Description of the Sega FILM/CPK File Format
Description of the Sega FILM/CPK File Format
by Mike Melanson (mike at multimedia.cx)
v1.4: March 13, 2003
NOTE: The information in this document is now maintained in Wiki format at:
http://wiki.multimedia.cx/index.php?title=Sega_FILM
Copyright (c) 2002-2003 Mike Melanson
Permission is granted to copy, distribute and/or modify this document under the terms of the GNU Free Documentation License, Version 1.2 or any later version published by the Free Software Foundation; with no Invariant Sections, no Front-Cover Texts, and no Back-Cover Texts. A copy of the license is included in the section entitled "GNU Free Documentation License".
Contents
* Introduction
* Sega Saturn CPK File Format
* FILM Framerate Calculation
* FILM Deviant Cinepak (CVID) Video Data
* FILM Audio Data
* Early Sega CD FILM Files
* Strategy For Detecting FILM File Types
* Appendix A: FILM File Versions
* References
* Changelog
* GNU Free Documentation License
Introduction
FILM is a multimedia container file format developed by Sega for use on its early CD-ROM home video game consoles. Based on analysis of a number of Sega CD and Saturn games, it appears that the format was first developed sometime during the era of the Sega CD, the first CD-based video game console. There are many early variations of the FILM format observed on a number of Sega CD titles. Further, early FILM files have been observed on at least one 3DO game (Lemmings).
The Sega Saturn video game console, released in 1995, was also CD-ROM-based and apparently offered developers a standardized SDK for full motion video (FMV) playback using a modified variant of the well-known Cinepak video codec.
It is possible to store both audio and video in a FILM file. Alternatively, the format is able to handle either video without audio, or vice versa.
Sega Saturn CPK File Format
All multi-byte numbers are stored in big endian format.
Many Sega Saturn CD-ROM games use this file format to store frames of a Cinepak-compressed video interleaved with uncompressed PCM audio. When this is the case, the files will typically have the extension .CPK (which is why FILM files are usually known as CPK files). Sometimes, audio-only FILM files will have a .SND extension.
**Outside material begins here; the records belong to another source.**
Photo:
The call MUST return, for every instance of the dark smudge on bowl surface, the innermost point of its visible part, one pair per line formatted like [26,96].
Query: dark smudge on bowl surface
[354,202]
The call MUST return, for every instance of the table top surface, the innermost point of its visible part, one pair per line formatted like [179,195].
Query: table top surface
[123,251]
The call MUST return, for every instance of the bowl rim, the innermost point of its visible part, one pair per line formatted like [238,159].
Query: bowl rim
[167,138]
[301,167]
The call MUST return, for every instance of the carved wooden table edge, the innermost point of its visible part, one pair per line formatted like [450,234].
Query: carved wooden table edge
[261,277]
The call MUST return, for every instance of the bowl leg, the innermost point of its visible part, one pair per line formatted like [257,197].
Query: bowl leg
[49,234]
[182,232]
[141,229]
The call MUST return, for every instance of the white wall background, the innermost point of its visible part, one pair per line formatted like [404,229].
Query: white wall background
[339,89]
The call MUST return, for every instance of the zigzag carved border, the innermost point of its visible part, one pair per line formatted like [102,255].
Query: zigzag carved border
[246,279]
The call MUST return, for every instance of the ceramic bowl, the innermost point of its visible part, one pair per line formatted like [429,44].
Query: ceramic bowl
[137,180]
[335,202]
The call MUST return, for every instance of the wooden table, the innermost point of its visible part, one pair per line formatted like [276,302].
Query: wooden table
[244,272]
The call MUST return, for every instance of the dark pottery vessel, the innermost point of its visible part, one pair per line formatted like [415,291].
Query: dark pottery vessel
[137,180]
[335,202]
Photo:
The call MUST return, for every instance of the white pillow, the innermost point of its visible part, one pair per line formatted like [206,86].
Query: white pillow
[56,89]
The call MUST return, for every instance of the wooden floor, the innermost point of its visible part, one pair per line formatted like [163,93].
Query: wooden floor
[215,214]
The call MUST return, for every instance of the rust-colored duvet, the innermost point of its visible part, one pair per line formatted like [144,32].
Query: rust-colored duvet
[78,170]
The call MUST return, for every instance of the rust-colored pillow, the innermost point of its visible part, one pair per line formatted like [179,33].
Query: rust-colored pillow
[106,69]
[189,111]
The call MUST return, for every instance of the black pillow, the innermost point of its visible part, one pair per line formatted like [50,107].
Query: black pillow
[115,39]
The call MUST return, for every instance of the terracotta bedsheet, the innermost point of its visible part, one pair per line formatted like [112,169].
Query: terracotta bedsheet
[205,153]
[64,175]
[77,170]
The general format is laid out as follows:
+-----------------------+
| +-------------------+ |
| | FILM header | |
| | | |
| | +---------------+ | |
| | | FDSC chunk | | |
| | +---------------+ | |
| | | |
| | +---------------+ | |
| | | STAB chunk | | |
| | +---------------+ | |
| | | |
| +-------------------+ |
| |
| Audio or Video Data |
| .. |
| .. |
+-----------------------+
A FILM file will usually consist of a header followed by interleaved audio and video chunks. The FILM header has the following structure:
bytes 0-3 'FILM' signature
bytes 4-7 length of FILM header (including signature and length
fields)
bytes 8-11 FILM format version in ASCII (ex: '1.01' or '1.07')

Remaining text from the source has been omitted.